Około 6 tysięcy napaści na policjantów. Rzecznik Komendy Głównej o agresji wobec funkcjonariuszy

ilustracja

– Policja jest formacją najbardziej narażoną jeśli chodzi o napaści, czynne napaści, naruszenia nietykalności cielesnej oraz zmuszanie do odstąpienia od czynności służbowych – powiedział w Polsat News rzecznik komendanta głównego policji Mariusz Ciarka. Dodał, że takich sytuacji jest około 6 tys. rocznie.

Według niego uszkodzony sprzęt można zastąpić, ale ze zdrowiem lub życiem policjanta sytuacja jest odmienna.
– Nikt nie zwróci życia czy zdrowia policjantowi – powiedział Ciarka.

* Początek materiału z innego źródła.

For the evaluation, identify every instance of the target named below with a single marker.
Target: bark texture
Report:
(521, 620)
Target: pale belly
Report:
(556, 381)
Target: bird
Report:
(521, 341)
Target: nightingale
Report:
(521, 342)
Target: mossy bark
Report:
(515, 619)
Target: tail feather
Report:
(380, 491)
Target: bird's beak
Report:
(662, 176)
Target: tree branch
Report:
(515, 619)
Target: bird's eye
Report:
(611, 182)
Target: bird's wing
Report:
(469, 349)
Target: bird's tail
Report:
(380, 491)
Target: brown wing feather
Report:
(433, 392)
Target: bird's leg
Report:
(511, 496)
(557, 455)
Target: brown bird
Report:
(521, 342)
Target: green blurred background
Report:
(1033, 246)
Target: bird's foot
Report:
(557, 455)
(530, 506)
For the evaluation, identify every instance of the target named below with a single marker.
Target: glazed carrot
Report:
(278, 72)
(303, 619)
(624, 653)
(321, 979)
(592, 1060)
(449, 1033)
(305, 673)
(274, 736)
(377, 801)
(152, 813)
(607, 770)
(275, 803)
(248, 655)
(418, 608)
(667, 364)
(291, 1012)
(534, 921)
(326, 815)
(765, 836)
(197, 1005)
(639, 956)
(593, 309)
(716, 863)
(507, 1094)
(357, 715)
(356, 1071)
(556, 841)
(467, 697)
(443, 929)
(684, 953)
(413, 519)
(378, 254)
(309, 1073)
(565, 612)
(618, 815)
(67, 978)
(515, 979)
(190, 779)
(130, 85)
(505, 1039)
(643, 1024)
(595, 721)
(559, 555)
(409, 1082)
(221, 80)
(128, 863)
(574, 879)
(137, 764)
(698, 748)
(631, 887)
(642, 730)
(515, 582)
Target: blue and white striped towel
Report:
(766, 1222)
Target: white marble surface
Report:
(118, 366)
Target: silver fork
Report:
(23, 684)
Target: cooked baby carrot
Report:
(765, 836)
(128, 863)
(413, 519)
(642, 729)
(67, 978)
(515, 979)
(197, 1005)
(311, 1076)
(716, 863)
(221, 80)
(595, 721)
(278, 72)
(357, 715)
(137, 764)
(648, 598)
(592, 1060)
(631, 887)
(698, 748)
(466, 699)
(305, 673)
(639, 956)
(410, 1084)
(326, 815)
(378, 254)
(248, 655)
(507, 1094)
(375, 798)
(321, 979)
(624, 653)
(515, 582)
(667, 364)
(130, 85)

Powody agresji wobec policji
Zapytany o możliwe przyczyny agresywnych zachowań wobec policjantów wymienił m.in. zbyt szybkie i pochopne oskarżenia dotyczące działań funkcjonariuszy. Zaznaczył, że często oceniający nie znają okoliczności w jakich doszło do interwencji.
Zwrócił uwagę, że nie każdy zna przepisy, na podstawie których działają policjanci. – Konieczne jest ostrożne ocenianie policji w przypadku, gdy nie wiemy, jak przebiegała interwencja – powiedział Ciarka.
– Chylę czoła przed tą parą policjantów – powiedział o zdarzeniu w Pastuchowie. Policjantka i policjant zostali tam zaatakowani podczas interwencji przez legitymowanych mężczyzn. Wywiązała się bójka, podczas której ucierpieli funkcjonariusze.

Z narażeniem zdrowia i życia
Ciarka ocenił, że nie było szans na to, by mogli się obronić. Opisywał, że podczas bójki policjantka została brutalnie uderzona, a jaj partner został pchnięty na ścianę budynku. Rzecznik podkreślił, że mimo niespodziewanego ataku, funkcjonariusze nie odstąpili od interwencji i kontynuowali ją. – Od początku do końca z narażeniem zdrowia i życia – powiedział Ciarka.

Policjantom udało się w końcu opanować i zatrzymać napastników. Zdaniem Ciarki w tym przypadku dozwolone byłoby użycie prawie każdego środku przymusu. Mówił m.in. o paralizatorze, pałce policyjnej, a nawet broni palnej, której użycie było uzasadnione w celu odparcia ataku.

Zapytany o to, czy policja w Polsce powinna zachowywać się jak funkcjonariusze w USA czy Francji, gdzie stosowanie środków przymusu jest częstsze odpowiedział, że polscy funkcjonariusze mają podstawy prawne do działania.

– Niech polska policja będzie polską policją. Nie powinniśmy przyjmować innych wzorców. Dostosowujemy się do wydarzeń. Nie bójmy się używać środków przymusu bezpośredniego – powiedział Ciarka.